That’s what a bipartisan coalition of 10 U.S. Senators effectively said in a letter to the chair and ranking member of the Appropriations Subcommittee on Transportation, Housing and Urban Development, and Related Agencies, Senators Patty Murray (D-WA) and Susan Collins (R-ME).

Specifically, the senators were referring the Maritime Security Program (MSP), which they asserted should be fully funded in Fiscal Year 2014 appropriations legislation.

Given what’s been happening on Capitol Hill—sequestration, rising deficits, intense battles over the federal budget—finding money for any program will be difficult.  But as these Senators noted, if Congress and the administration fail to set aside adequate monies for the MSP, important national security interests will be harmed. Moreover, the federal government will wind up losing money, not gaining it.

“The MSP and the uninterrupted operation of its maritime security fleet of 60 U.S.-flag militarily useful commercial vessels ensures that America will in fact be able to support and supply our troops overseas.
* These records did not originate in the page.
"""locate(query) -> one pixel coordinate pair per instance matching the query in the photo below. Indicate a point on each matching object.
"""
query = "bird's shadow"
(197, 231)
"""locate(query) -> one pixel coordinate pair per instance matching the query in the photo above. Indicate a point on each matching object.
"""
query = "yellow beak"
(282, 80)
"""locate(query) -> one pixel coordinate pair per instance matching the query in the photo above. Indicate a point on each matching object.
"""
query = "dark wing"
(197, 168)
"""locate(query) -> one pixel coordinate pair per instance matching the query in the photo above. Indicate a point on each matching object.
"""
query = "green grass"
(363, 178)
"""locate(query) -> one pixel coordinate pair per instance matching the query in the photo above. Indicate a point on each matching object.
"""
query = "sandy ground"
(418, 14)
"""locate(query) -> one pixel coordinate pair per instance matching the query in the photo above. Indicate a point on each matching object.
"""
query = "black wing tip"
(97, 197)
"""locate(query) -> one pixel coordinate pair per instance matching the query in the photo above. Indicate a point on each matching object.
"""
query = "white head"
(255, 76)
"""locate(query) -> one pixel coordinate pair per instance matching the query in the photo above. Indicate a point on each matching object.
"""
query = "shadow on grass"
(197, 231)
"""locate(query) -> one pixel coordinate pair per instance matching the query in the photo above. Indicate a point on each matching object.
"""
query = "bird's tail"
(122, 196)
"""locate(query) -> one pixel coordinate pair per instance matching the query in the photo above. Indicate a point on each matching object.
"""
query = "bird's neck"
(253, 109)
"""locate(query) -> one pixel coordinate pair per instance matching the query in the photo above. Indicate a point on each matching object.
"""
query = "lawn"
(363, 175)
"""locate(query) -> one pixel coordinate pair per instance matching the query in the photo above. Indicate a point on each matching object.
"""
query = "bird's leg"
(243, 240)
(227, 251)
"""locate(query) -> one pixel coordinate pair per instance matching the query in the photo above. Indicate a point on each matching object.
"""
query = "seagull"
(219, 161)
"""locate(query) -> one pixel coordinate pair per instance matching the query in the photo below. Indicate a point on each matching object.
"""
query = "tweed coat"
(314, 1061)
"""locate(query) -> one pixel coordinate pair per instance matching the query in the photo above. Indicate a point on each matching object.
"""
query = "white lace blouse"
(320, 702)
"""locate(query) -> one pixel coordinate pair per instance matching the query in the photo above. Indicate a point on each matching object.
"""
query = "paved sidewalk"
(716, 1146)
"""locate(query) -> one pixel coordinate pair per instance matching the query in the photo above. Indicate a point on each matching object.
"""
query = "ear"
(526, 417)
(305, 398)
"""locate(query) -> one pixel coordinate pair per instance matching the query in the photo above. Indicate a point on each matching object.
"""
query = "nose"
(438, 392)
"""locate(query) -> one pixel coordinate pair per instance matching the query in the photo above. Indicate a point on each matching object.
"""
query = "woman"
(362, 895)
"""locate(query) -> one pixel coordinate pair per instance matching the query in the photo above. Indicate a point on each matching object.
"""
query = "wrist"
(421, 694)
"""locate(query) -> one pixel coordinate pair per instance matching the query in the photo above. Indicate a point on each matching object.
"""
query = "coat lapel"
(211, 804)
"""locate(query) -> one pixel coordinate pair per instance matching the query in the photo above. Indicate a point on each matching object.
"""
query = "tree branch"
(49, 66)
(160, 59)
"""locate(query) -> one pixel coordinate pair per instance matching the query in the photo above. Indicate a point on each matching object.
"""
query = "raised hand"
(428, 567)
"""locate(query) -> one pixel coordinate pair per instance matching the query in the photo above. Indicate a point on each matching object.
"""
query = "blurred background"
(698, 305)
It guarantees that American-flag vessels and American crews will continue to be available to transport the supplies and equipment our troops need to do their jobs in behalf of our nation.”

The elected officials from across the country noted, “It is extremely important to note that the failure to approve the requested funding for the MSP will not only put American troops at risk, but will weaken America’s overall security interests and will cost the American taxpayer significantly more than the amount requested for FY 2014 for the MSP.”

Why?  Quoting a 2006 report prepared by the National Defense Transportation Association’s Military Sealift Committee, the senators said, “’The likely cost to the government to replicate just the vessel capacity provided by the MSP dry cargo vessels would be $13 billion.’ In addition, the United States Transportation Command has estimated it would cost the U.S. Government an additional $52 billion to replicate the ‘global intermodal system’ that is made available to the Department of Defense by MSP participants who are continuously developing, maintaining, maintaining and upgrading their systems.”

Compare these benefits to the cost of the program.  According to the senators, “In contrast, the commercial maritime industry, through the MSP, will provide the Department of Defense with these same vessels and global intermodal system at a cost to the taxpayer of $186 million in FY 2014.”

Equally important, having American ship owners, vessels and civilian mariners support U.S. forces overseas adds an important, though indefinable, element to our national security, because, in the senators’ words, “our country would be faced with the option of giving foreign flag shipping interests and their foreign mariners, interests who may not share America’s goals, objectives and values, the responsibility for supporting and advancing America’s security interests overseas.”

Over the years, the private maritime industry and the U.S. government have been able to forge a “highly efficient and low-cost public-private partnership” under the auspices of the MSP.

Quoting General John W. Handy, who was serving as the Commander in Chief of the United States Transportation Command when he spoke before congressional committee in 2003, the senators stressed, “’As we look at operations on multiple fronts in support of the War on Terrorism, it is clear that our limited defense resources will increasingly rely on partnerships with industry to maintain the needed capability and capacity to meet our most demanding wartime scenarios…MSP is a cost-effective program that assures guaranteed access to required U.S.-flag commercial shipping and U.S. mariners when needed…MSP is a vital element of our military’s strategic sealift and global response capability.’”

The 10 senators who signed the letter are John D. Rockefeller IV (D-WV), Roger Wicker (R-MS), Ron Wyden (D-OR), David Vitter (R-LA), Mary Landrieu (D-LA), Maria Cantwell (D-WA), Frank Lautenberg (D-NJ), Sheldon Whitehouse (D-RI), Jeff Merkley (D-OR) and Richard Blumenthal (D-CT).